• Regierungswechsel in USA: du hast es dennoch besser - Die amerikanische Wirtschaft und der neue Präsident

Wirtschaft : Regierungswechsel in USA: du hast es dennoch besser - Die amerikanische Wirtschaft und der neue Präsident

George W. Bush tritt sein Amt in einer Phase des wirtschaftlichen Umbruchs an. Bei aller Unsicherheit über eine harte oder weiche Landung der amerikanischen Konjunktur dürfen freilich die Maßstäbe nicht verloren gehen. Das Erbe der Ära Clinton bietet eine stabile Basis. Das Land ist reich. Das US-Pro-Kopf-Einkommen ist so hoch wie nirgendwo sonst in der Welt, und die Produktivität der Wirtschaft hat seit 1995 angezogen wie seit den 60er Jahren nicht mehr. Nach wie vor herrscht in den USA Vollbeschäftigung. Für eine Krise am Arbeitsmarktgibt es keine Anzeichen - trotz eingebrochener Börsen, voller Firmenläger und rückläufigem Absatz bei etlichen Unternehmen. Amerika ist mehr denn je das Land der Reichen: Fünf Millionen amerikanischer Haushalten besitzen jeweils ein Vermögen von mehr als einer Million US-Dollar; vor zehn Jahren waren es 1,3 Millionen. Gewiss, die Spanne zwischen arm und reich ist jenseits des Atlantik weitaus größer als in den Wohlfahrtsstaaten Kontinentaleuropas. Aber seit einigen Jahren schrumpfen die Ungleichheiheiten wieder. An dieser langfristig robusten Perspektiven wird sich kaum etwas ändern, egal wie lange die Amtszeit des neuen US-Präsidenten dauern wird.

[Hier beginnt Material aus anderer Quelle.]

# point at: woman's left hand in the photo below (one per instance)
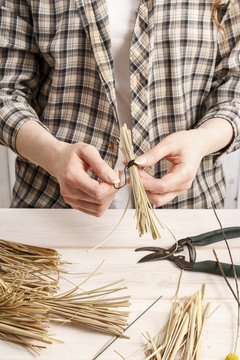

Kurzfristig freilich sind die Unsicherheiten beträchlich. Lange nicht waren die Ökonomen prognostisch so hilflos wie derzeit. Offen ist nicht nur die Aufprallgeschwindigkeit der Konjunktur. Offen ist auch, ob die Abkühlphase nach einem Quartal schon wieder vorbei sein wird oder nicht. Ähnlich widersprüchlich sind die Therapievorschläge: Während die einen Notenbankchef Alan Greenspan zu raschen weiteren Zinssenkungen ermuntern, sehen die anderen erste Zeichen von Nervosität und fordern eine Rückkehr zur Geldpolitik der ruhigen Hand. Während George W. Bush sein Steuersenkungsprogramm als Angebotspolitik verkauft - Steuererleichterungen stimulieren die Investitionsneigung der Unternehmen - werfen andere dem Konservativen keynesiansiche Regungen vor: Tatsächlich hofft Bush auf einen schleunigen Nachfrageeffekt beim verunsicherten Verbraucher, dem Steuergeschenke mehr Geld in die Tasche brächten. Eines ist sicher: Während für Vorgänger Bill Clinton pures Zuschauen schon genügte, heißt es für George W. Bush - Die Wirtschaftspolitik verlangt wieder höhere Aufmerksamkeit.